Ethics monitors have been trying for generations to determine how and where that line should be drawn. They haven't succeeded yet.The subject is once again at issue in the ethics case against House Speaker Jim Wright, even though the House Ethics Committee decided not to press charges over his heavy-handed intervention with federal regulators on behalf of Texas savings and loan interests.

Rep. Newt Gingrich, R-Ga., Wright's original accuser, says he thinks the S&L accusations will be revived if charges against the speaker involving outside income and unreported gifts come to the House floor for action.

Gingrich said Wright's intercession led to delays in House action while the problem worsened, and that the delays, in turn, may have added $40 billion to the cost of settling the S&L crisis.

Both his points are hypothetical, but they illustrate the problem a member of Congress can face when he takes up the cause of a constituent who is having trouble with the federal government. There's no telling where it might lead.

Yet, for the member of Congress who wants to remain one, intervening for constituents with problems is essential work. It is part of the process of representing a district or a state. It also is one of the ways Congress oversees the executive branch.

From the missing Social Security check to the overzealous regulator, that kind of intercession can solve problems. Besides, this year's constituent with a problem solved becomes next year's voter, donor, perhaps campaign volunteer.

The trouble is that it is hard to determine who really is out of bounds - the constituent or the civil servant. A Senate panel tried to set guidelines as far back as 1951, and wound up offering advice instead of rules.

"A legislator should not immediately conclude that the constituent is always right and the administrator is always wrong," wrote Paul H. Douglas, the late Democratic senator from Illinois, who headed that ethics subcommittee. He said the senator or representative should investigate, try to determine the merits of each case and proceed accordingly.

That advice was cited by Richard J. Phelan, special counsel to the House ethics committee, in his report recommending that Wright be charged with improperly pressuring the Federal Home Loan Bank Board in behalf of Texas savings and loan operators.

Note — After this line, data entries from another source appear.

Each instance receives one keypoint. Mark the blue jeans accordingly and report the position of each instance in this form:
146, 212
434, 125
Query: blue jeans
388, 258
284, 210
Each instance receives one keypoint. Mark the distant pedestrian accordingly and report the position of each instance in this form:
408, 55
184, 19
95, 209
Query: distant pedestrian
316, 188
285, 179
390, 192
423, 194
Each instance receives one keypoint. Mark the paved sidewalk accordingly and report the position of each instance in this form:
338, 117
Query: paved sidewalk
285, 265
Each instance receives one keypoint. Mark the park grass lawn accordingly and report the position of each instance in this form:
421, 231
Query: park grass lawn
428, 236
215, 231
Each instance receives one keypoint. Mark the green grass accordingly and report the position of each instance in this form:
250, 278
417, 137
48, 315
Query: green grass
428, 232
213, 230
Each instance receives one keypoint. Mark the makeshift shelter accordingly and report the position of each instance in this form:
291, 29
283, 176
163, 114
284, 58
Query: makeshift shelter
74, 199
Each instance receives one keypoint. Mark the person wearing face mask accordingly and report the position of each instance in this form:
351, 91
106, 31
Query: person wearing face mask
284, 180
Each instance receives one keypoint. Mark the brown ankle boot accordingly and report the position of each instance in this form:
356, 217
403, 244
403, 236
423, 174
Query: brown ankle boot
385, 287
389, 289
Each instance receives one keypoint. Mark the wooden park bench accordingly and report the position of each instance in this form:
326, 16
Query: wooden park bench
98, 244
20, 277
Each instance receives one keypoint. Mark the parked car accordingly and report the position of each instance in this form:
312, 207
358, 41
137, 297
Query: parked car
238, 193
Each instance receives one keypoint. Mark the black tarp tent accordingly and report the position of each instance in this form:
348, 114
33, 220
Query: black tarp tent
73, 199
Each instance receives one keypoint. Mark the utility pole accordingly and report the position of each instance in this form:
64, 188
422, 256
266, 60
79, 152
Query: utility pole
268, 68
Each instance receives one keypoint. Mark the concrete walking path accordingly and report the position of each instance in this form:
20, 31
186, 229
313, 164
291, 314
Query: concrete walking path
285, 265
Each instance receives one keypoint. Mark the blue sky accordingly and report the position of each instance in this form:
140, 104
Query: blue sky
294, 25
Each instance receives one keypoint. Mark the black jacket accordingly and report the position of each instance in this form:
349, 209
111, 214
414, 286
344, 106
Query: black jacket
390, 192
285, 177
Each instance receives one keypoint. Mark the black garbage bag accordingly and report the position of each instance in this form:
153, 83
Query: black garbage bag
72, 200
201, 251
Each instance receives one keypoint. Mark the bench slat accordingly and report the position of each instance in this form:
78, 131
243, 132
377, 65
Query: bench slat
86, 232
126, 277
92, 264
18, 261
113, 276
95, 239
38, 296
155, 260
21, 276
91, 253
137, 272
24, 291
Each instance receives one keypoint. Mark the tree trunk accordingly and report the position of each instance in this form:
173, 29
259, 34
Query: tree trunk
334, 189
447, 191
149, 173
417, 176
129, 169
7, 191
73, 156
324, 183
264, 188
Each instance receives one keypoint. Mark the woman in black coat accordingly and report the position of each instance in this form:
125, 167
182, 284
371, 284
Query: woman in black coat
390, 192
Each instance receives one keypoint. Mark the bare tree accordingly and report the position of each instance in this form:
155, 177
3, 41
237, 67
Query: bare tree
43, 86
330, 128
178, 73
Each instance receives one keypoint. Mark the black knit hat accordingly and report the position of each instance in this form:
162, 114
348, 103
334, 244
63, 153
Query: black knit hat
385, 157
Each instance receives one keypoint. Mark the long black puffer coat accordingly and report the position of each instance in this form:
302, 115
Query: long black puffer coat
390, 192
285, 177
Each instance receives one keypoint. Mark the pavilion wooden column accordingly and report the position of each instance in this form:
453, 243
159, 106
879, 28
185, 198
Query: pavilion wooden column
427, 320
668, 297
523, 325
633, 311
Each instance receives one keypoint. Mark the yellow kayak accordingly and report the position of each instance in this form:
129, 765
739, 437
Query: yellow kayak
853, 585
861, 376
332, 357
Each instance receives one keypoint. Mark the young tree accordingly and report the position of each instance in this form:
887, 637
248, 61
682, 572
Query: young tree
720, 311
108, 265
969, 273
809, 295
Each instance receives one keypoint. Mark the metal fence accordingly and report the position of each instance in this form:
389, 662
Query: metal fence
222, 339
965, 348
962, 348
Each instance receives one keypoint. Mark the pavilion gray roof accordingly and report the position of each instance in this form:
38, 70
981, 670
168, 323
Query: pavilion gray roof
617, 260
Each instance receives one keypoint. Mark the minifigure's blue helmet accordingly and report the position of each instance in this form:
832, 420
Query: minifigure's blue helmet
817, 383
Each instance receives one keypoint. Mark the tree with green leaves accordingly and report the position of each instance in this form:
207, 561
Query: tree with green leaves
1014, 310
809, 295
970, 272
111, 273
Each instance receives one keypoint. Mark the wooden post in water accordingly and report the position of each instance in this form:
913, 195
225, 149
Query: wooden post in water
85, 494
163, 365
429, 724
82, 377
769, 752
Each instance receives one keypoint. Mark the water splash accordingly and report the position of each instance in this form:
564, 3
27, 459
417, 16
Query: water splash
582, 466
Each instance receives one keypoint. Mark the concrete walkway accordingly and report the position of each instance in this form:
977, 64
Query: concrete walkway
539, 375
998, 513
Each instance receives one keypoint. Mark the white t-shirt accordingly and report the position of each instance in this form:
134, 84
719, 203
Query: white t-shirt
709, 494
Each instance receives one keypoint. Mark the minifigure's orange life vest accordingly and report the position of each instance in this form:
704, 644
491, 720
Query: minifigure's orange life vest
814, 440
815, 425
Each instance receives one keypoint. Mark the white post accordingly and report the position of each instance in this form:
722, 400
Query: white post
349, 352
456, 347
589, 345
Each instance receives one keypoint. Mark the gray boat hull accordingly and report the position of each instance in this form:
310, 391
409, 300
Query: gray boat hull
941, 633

A House ethics report in 1970 said members are in bounds when they seek information about cases before executive or independent agencies, arrange appointments, make judgments and ask for reconsideration of decisions they think are not supported by law.

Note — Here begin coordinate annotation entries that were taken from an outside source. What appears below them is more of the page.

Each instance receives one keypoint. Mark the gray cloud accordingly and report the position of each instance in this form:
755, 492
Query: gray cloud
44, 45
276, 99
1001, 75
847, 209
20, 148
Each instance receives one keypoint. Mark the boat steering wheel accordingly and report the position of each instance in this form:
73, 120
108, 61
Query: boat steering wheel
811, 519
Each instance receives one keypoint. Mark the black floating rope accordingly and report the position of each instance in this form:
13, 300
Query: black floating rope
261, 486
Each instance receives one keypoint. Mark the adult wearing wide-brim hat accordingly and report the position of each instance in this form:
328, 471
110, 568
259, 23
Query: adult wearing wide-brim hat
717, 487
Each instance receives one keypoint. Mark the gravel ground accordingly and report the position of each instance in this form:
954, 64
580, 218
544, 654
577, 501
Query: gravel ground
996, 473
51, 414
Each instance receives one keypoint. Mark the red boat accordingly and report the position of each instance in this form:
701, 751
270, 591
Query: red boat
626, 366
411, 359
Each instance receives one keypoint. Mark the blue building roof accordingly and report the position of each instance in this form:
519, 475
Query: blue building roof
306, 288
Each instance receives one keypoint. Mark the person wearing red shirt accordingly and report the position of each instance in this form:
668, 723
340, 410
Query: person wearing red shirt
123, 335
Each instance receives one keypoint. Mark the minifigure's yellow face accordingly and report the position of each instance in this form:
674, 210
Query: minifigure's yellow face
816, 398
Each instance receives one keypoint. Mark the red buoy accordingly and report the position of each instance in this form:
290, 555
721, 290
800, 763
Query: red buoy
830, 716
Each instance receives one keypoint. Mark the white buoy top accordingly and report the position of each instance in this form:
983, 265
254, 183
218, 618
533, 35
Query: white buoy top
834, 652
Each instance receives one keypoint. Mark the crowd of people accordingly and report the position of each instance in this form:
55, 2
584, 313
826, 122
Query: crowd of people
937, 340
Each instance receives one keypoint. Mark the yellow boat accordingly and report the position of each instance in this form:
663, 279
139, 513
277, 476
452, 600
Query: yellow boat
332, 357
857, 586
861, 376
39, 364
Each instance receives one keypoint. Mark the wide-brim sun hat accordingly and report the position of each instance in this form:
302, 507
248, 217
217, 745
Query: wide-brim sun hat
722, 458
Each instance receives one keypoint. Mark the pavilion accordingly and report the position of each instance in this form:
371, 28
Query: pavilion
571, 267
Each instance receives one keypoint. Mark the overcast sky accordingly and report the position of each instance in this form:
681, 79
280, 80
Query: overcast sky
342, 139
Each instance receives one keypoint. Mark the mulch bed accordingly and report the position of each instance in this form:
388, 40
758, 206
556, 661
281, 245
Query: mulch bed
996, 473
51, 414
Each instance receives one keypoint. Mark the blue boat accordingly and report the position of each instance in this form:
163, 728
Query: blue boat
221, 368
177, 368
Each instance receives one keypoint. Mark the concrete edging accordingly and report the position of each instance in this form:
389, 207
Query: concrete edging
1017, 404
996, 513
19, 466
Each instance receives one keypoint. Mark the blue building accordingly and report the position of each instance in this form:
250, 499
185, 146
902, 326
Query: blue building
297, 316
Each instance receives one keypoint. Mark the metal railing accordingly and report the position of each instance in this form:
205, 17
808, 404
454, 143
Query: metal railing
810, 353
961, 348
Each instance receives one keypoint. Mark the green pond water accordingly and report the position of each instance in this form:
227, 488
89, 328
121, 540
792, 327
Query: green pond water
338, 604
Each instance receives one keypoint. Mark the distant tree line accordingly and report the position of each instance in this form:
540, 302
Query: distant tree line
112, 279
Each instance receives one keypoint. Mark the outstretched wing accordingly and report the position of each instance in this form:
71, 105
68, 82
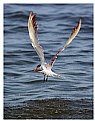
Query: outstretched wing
32, 28
72, 36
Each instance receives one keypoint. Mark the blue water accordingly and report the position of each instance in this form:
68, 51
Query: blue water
75, 64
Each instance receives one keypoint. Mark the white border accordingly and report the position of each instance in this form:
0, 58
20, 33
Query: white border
1, 37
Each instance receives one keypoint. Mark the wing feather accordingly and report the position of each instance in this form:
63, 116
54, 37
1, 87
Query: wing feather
32, 28
72, 36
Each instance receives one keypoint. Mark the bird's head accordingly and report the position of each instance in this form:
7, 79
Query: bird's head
38, 68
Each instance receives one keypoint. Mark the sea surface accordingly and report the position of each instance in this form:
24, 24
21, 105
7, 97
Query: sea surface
22, 87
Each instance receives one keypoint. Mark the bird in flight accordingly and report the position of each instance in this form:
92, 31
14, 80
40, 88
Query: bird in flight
43, 67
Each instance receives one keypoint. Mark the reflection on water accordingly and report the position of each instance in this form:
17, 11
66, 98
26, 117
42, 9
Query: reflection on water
75, 64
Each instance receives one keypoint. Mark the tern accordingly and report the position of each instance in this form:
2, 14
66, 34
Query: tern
43, 67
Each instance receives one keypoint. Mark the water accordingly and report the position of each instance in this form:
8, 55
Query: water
75, 64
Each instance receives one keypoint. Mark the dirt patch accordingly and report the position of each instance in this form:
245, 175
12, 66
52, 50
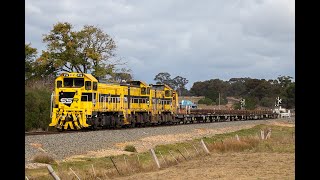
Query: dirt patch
35, 165
144, 144
286, 124
228, 166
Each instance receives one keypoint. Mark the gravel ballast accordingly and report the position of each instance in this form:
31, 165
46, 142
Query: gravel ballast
61, 146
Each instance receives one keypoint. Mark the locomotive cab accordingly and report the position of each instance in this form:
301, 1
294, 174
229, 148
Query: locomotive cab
73, 98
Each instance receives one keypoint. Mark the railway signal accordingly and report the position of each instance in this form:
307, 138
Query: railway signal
242, 103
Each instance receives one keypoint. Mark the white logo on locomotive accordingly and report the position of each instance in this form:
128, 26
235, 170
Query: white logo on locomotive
66, 100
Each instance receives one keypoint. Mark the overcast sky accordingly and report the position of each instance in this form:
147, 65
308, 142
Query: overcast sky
198, 40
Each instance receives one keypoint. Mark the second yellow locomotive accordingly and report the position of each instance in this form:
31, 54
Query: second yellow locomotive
79, 101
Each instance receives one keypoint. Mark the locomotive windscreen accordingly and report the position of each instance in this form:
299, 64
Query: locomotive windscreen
73, 82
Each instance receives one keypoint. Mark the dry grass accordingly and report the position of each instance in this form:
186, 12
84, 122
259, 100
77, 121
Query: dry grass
43, 158
233, 145
174, 155
130, 148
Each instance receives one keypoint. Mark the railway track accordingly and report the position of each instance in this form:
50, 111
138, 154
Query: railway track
101, 129
48, 132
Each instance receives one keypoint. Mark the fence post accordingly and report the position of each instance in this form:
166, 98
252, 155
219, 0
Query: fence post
268, 134
181, 154
115, 166
238, 139
173, 156
52, 173
262, 134
163, 158
74, 173
155, 158
195, 149
94, 172
205, 147
186, 150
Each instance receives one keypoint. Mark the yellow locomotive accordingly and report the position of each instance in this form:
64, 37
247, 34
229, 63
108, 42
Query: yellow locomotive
79, 101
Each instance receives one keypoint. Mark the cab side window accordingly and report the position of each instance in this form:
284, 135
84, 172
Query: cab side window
59, 84
88, 85
95, 85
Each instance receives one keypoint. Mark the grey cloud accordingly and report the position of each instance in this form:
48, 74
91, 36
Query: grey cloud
198, 40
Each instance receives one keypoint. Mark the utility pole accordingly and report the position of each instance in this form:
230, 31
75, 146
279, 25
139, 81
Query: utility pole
219, 101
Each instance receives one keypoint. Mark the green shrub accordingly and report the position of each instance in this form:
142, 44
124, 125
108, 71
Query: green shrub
37, 108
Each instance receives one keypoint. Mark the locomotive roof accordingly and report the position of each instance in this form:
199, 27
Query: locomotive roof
160, 85
90, 77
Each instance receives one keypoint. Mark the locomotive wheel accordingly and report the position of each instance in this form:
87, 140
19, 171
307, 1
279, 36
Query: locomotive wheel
117, 122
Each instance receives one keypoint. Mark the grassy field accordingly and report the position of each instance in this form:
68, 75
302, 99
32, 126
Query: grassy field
180, 158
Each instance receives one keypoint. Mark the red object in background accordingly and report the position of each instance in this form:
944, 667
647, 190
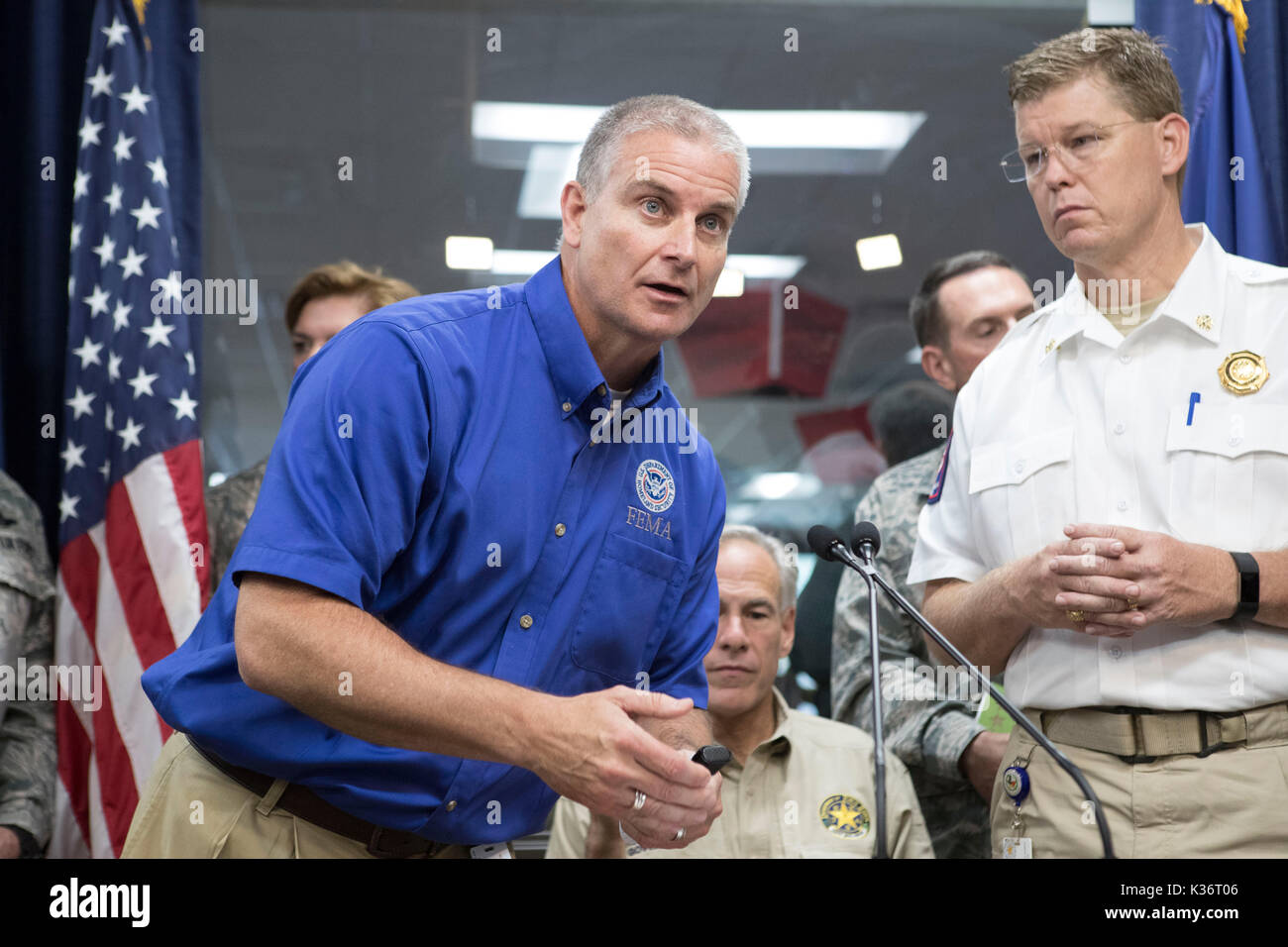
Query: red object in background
748, 342
838, 445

The report also said the member of Congress' services should be provided to all constituents on an equal footing, without regard to politics or position; and that any suggestion of either favoritism or reprisal against the agency involved "is unwarranted abuse of the representative role."

The Douglas subcommittee said pressure against federal agencies through "hostile action in budgets or legislation is a kind of blackmail which is damaging to the public interest. . . ."

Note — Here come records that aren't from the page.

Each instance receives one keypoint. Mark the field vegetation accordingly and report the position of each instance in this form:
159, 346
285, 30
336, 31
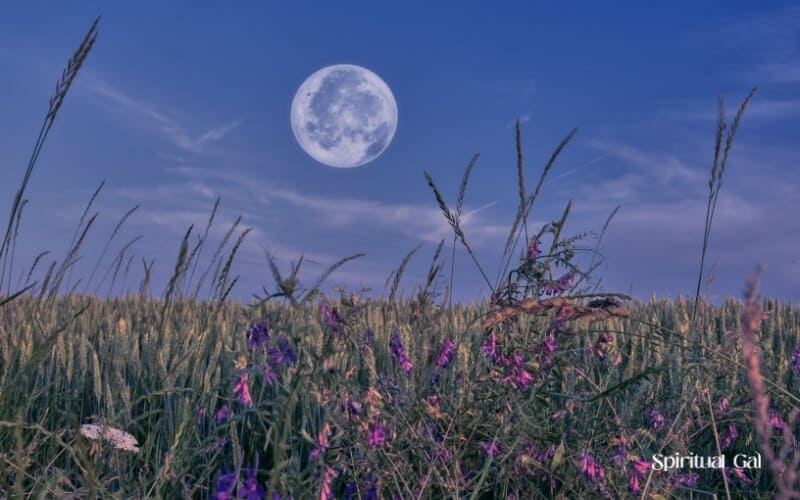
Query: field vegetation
549, 388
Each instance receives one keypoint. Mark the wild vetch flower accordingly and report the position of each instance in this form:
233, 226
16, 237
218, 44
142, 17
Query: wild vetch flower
633, 485
328, 476
640, 467
399, 353
730, 437
376, 436
491, 448
533, 248
242, 390
257, 335
222, 415
689, 480
251, 490
775, 420
657, 420
593, 471
369, 337
199, 415
322, 442
225, 485
445, 354
489, 348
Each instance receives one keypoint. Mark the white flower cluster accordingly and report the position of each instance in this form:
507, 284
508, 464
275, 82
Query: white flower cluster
120, 440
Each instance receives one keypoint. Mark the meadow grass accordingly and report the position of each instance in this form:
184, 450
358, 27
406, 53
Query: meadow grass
546, 389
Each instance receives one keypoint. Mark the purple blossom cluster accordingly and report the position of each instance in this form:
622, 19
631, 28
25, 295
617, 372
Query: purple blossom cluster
445, 354
656, 418
249, 489
796, 360
399, 353
591, 470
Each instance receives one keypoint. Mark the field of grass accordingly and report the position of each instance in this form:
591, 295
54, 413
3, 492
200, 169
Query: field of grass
547, 389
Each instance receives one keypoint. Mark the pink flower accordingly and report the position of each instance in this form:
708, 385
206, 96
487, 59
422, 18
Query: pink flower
593, 471
328, 476
242, 390
445, 354
533, 248
376, 437
322, 442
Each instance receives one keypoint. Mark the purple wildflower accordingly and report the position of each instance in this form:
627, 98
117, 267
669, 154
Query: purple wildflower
732, 434
640, 467
376, 437
533, 248
222, 415
445, 354
366, 343
689, 480
593, 471
491, 448
251, 490
620, 455
322, 442
200, 415
489, 348
328, 476
242, 390
634, 486
225, 484
775, 420
657, 420
399, 353
257, 335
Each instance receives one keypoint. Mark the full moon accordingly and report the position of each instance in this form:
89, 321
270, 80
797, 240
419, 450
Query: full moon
344, 116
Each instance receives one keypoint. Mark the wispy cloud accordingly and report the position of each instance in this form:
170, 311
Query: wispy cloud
420, 221
168, 128
653, 167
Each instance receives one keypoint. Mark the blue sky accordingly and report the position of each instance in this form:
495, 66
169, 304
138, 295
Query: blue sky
182, 102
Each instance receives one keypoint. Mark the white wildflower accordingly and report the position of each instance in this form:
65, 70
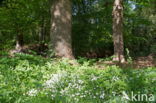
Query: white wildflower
32, 92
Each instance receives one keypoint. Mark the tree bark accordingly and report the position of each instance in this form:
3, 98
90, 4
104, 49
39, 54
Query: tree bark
19, 42
61, 28
118, 31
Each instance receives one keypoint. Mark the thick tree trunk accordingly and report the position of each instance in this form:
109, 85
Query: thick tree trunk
118, 31
19, 42
61, 28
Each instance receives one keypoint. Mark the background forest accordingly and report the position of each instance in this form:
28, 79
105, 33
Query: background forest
64, 51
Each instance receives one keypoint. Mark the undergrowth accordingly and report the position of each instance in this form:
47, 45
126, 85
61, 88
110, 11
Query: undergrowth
33, 79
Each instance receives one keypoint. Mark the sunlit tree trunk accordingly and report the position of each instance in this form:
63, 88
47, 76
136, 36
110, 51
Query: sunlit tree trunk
61, 28
118, 31
19, 42
42, 35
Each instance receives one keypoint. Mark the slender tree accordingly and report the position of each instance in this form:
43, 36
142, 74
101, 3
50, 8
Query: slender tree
118, 31
61, 28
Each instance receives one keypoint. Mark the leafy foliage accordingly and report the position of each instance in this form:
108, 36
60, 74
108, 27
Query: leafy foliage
26, 78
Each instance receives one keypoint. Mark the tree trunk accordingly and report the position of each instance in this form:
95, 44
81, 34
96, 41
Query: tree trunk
42, 35
61, 28
118, 31
19, 42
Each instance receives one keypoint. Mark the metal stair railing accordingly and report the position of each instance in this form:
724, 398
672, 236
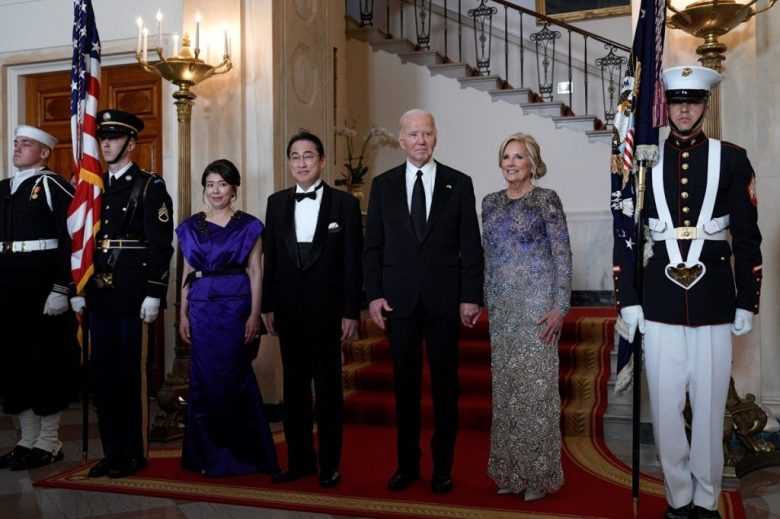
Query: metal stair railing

At the same time, the Senate panel said members of Congress should intercede for their constituents so long as they do it with proper restraint, "for civil servants frequently become perfunctory in their work and careless of the people whom they are presumed to serve.

"Legislators can, therefore, legitimately serve as an informal board of inspectors," the subcommittee said. "They can prevent administrators from flagging in their zeal and can detect and check abuses in the conduct of public business."

But the panel saw ethical quicksand in efforts by members of Congress to get favorable rulings for constituents in specific cases. It said legislators should insist on fairness but shouldn't try to force specific outcomes.

That sounds simple. It isn't. When a government agency is ruling on a case vital to an individual, a business or a group, the people involved are likely to see fairness in only one outcome.

In the end, the individual member of Congress has to decide what's fair and proper. When those decisions come due, no rule book can substitute for conscience and common sense.